Quando entriamo nel diedro la musica cambia, capiamo subito che non sarà facile, l’arrampicata in libera sarà da dimenticare a causa della roccia marcia e le colate nere che escono dalla fessura che chiude il diedro.
Ci vorranno altre quattro giornate di “lavoro” divise in due tentativi per completare tutto il diedro ed il traverso sotto i tetti, che si rivelerà meno difficile di quanto immaginavamo. L’artificiale è abbastanza spinto, fatto di chiodi che non “cantano”, cliff e friends in fessure decisamente marce. Nonostante ciò siamo sempre riusciti a fare delle ottime soste; entrambi non siamo degli esperti artificialisti quindi le gradazioni da noi indicate non devono essere prese troppo alla lettera.

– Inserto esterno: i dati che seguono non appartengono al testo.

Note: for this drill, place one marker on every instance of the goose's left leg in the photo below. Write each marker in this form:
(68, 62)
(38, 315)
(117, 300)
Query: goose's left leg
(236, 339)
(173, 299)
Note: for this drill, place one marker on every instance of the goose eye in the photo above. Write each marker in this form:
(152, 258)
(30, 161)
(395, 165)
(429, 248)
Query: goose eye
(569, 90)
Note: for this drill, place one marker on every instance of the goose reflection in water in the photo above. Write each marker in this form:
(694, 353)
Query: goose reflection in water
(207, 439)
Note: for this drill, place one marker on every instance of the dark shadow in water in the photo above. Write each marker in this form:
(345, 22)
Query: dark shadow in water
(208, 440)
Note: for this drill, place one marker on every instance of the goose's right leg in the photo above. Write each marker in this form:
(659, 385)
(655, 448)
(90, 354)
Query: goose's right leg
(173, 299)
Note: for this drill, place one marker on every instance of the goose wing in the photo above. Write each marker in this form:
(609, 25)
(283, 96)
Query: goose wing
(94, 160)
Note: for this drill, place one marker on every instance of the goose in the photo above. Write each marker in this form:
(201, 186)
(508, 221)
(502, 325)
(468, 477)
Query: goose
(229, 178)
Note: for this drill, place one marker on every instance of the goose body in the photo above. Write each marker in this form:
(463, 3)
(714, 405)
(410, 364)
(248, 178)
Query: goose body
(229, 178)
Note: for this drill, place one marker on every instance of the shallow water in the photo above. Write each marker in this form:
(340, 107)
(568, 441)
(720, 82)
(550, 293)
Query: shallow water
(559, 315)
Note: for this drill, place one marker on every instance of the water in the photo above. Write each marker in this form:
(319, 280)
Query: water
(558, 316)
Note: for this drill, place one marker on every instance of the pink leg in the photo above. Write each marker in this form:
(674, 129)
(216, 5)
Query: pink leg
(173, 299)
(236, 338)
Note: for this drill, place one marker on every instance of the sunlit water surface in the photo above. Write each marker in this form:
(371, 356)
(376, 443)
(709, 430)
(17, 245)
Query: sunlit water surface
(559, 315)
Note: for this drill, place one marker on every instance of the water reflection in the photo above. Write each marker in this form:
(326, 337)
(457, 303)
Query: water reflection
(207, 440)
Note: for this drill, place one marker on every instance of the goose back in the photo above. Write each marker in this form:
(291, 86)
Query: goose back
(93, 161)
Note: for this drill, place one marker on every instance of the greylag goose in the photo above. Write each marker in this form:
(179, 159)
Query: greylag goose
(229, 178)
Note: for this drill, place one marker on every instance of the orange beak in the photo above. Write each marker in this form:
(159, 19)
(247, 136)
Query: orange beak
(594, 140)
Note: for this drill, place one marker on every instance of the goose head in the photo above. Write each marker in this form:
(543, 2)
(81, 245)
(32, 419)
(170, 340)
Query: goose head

Dentro il grande diedro giallo, da cui si vede il leggendario diedro dei Bellunesi, i nostri pensieri vagavano pensando a Bee e a Miotto; proprio dal personaggio di Bee, Luca ha tratto ispirazione per questa salita poco alla moda.
Con un ultimo tentativo prima dell’arrivo dell’autunno, risaliamo con le jumar le corde fisse che abbiamo lasciato dentro al diedro, non mancano momenti di panico dovuti allo sfregare delle corde su delle lame acuminate. Le placche grigie, sopra il grande diedro giallo, si rivelano meno ardue di quanto ipotizzato; la roccia è diametralmente opposta rispetto a quella del grande diedro, ottima e molto lavorata con varie clessidre. Due tiri di V e uno di VII, quest’ultimo da me affrontato più con foga che cervello, ci portano alle placconate a sinistra della via dei Sud Tirolesi, dove passano delle varianti di collegamento tra la via del Cuore e la Sud Tirolesi.
Il freddo di metà settembre, in parete c’è già un po’ di neve e verglas, ci fa optare per una rapida uscita sulla via del Cuore, il problema della Head Wall rimane lì ad aspettare un'altra cordata.
Dopo tanti giorni passati nell’ombra della nord, domenica 22 settembre alle 17 raggiungiamo il sole della vetta, colmi di felicità!
RICCARDO BEE di Luca Vallata
Di Riccardo Bee me ne aveva parlato mio nonno che era stato suo collega all’Itis di Belluno quando ero ancora molto piccolo, mi raccontava queste storie che per mia e sua ignoranza alpinistica galleggiavano in un’atmosfera di leggenda. Mi raccontava che una volta qualcuno gli aveva rubato lo zaino del materiale da bivacco e lui sorpreso dall’oscurità aveva dovuto camminare avanti e indietro su di una cengia per tutta la notte, non si sa dove, non si sa quando.
Così come molti hanno avuto Messner o Bonatti, per me l’arrampicata all’inizio era Riccardo Bee. Di lui avevo solamente un ritratto sfuocato che proveniva dalle foto sovraesposte dell’invernale al Burel o dai racconti dei suoi amici e conoscenti, le tracce che aveva lasciato sparse qua e là su di molte persone della nostra zona.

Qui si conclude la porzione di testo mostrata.